Story concerns the trials and tribulations of divorced nice guy Dan (Braoude) and warm-hearted executive Sarah (Scott Thomas). After an off-screen bout of love-making and soul-bonding, each loses the other’s address and wonders if it was just another one-night stand. They spend the pic looking for each other.
Dan is a designer of titillating women’s underwear who is oblivious to the beauty of his young models. He confides in Simon (Gerald Darmon), a red-blooded married man driven to old-style comic slavering by the sight of his friend’s
toothsome co-workers. Sarah, an overachieving manager sought out by corporate head-hunters, engages in a film-long heart-to-heart about women in modern society with Michelle (Bruni-Tedeschi), a weak-willed friend being used and abused as a mistress.
The men talk about new sexual techniques, the women about biological clocks.
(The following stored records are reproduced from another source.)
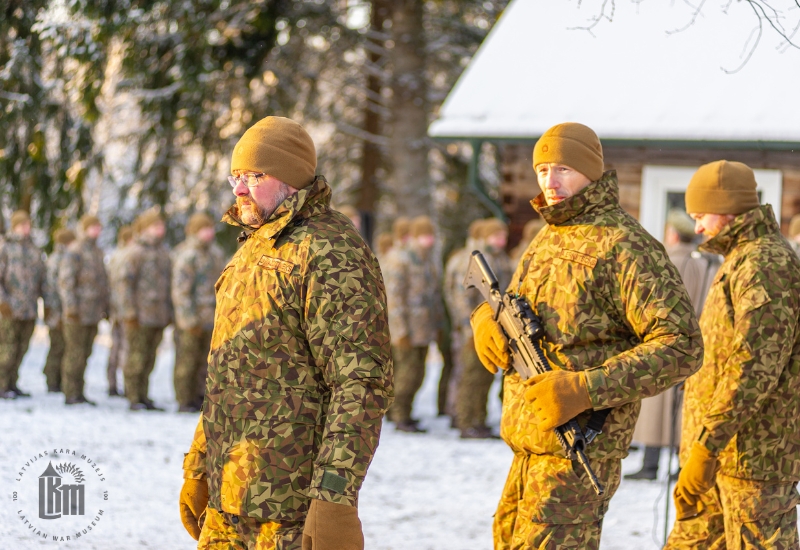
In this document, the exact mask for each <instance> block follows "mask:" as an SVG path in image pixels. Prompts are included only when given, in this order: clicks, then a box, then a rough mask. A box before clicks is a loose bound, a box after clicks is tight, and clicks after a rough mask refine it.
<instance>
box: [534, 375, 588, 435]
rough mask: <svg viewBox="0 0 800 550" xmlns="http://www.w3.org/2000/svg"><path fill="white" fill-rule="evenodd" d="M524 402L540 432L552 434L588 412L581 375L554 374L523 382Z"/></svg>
mask: <svg viewBox="0 0 800 550" xmlns="http://www.w3.org/2000/svg"><path fill="white" fill-rule="evenodd" d="M525 383H526V384H527V385H528V386H529V387H528V389H526V390H525V400H526V401H527V402H528V403H530V404H531V406H532V407H533V413H534V414H535V415H536V422H537V425H538V426H539V429H540V430H543V431H547V430H553V429H555V428H557V427H559V426H561V425H562V424H566V423H567V422H568V421H570V420H572V419H573V418H575V417H576V416H578V415H579V414H580V413H582V412H583V411H585V410H586V409H591V408H592V401H591V399H590V398H589V390H588V389H587V388H586V377H585V376H584V375H583V373H582V372H572V371H568V370H554V371H548V372H545V373H542V374H537V375H536V376H532V377H531V378H529V379H528V380H527V381H526V382H525Z"/></svg>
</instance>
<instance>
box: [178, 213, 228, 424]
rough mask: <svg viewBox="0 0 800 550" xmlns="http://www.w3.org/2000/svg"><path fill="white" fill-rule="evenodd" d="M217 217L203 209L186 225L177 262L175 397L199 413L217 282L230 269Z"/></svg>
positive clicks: (188, 406)
mask: <svg viewBox="0 0 800 550" xmlns="http://www.w3.org/2000/svg"><path fill="white" fill-rule="evenodd" d="M214 236H215V231H214V220H213V219H211V217H209V216H208V215H207V214H203V213H200V212H198V213H197V214H193V215H192V217H191V218H189V222H188V223H187V224H186V240H185V241H184V242H183V243H182V245H180V251H179V252H178V253H177V254H176V255H175V257H174V259H173V266H172V303H173V305H174V308H175V371H174V384H175V398H176V399H177V401H178V407H179V408H178V411H179V412H198V411H199V410H200V407H201V406H202V402H203V394H204V392H203V391H200V392H199V393H198V389H199V388H198V384H199V380H200V379H202V383H203V384H205V374H206V371H207V366H208V364H207V358H208V352H209V349H210V346H211V332H212V330H213V328H214V306H215V304H216V297H215V295H214V292H215V291H214V284H215V283H216V282H217V279H218V278H219V276H220V275H221V274H222V270H223V269H225V255H224V253H223V252H222V249H220V248H219V247H218V246H217V245H216V244H215V243H214Z"/></svg>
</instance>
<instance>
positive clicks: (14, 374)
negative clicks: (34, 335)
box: [0, 318, 36, 393]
The two lonely lovers are brought together when, in a nice twist, Sarah becomes Dan’s boss. Encoring her weird mentor role in Luc Besson’s “La Femme Nikita,” Jeanne Moreau then appears to impart several gems of womanly wisdom to Sarah.
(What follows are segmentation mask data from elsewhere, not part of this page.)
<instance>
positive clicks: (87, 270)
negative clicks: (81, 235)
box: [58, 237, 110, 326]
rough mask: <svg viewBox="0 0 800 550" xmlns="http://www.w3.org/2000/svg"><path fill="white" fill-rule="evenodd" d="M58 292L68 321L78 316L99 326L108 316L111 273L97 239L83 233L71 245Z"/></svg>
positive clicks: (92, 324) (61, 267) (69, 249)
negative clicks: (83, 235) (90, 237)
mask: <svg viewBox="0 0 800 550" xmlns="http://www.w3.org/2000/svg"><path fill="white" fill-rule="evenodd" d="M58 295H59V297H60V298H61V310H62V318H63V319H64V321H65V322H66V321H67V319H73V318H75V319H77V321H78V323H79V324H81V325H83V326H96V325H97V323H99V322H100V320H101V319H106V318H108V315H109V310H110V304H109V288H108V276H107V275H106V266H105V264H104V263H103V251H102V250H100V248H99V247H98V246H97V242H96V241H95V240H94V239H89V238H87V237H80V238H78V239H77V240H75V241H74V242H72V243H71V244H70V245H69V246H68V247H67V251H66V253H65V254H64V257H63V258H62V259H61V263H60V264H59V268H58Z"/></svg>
In casting the chameleonlike Bruni-Tedeschi as the hapless Michelle, Braoude ran the risk of having the hot young thesp run away with the story. She does precisely that, leaving the rest of the cast looking uncomfortably stodgy.
It is only in her scenes with Bruni-Tedeschi that Oscar hopeful Scott Thomas, her foreigner’s French flawless, appears anything other than irritated by having to play in this pic. Her romantic interest in Braoude never once convinces, nor does the helmer’s uneven perf as Dan. As Simon, the craggy Darmon is credible in a sometimes funny, often stagy turn as the stock coward-cum-lecher.
Movie’s plot is almost clever enough to overcome the triteness of its observations, but the pic founders in overindulgence. Scenes are invariably too long and characters too often end up laughing and ad-libbing, as if Braoude expected audiences to be helplessly mirthful and only too glad to be in on the joke.
Tech credits are first-rate, particularly when lenser Philippe Pavans de Ceccatty artfully displays naughty knickers. One only wishes they were draped over an elegant story.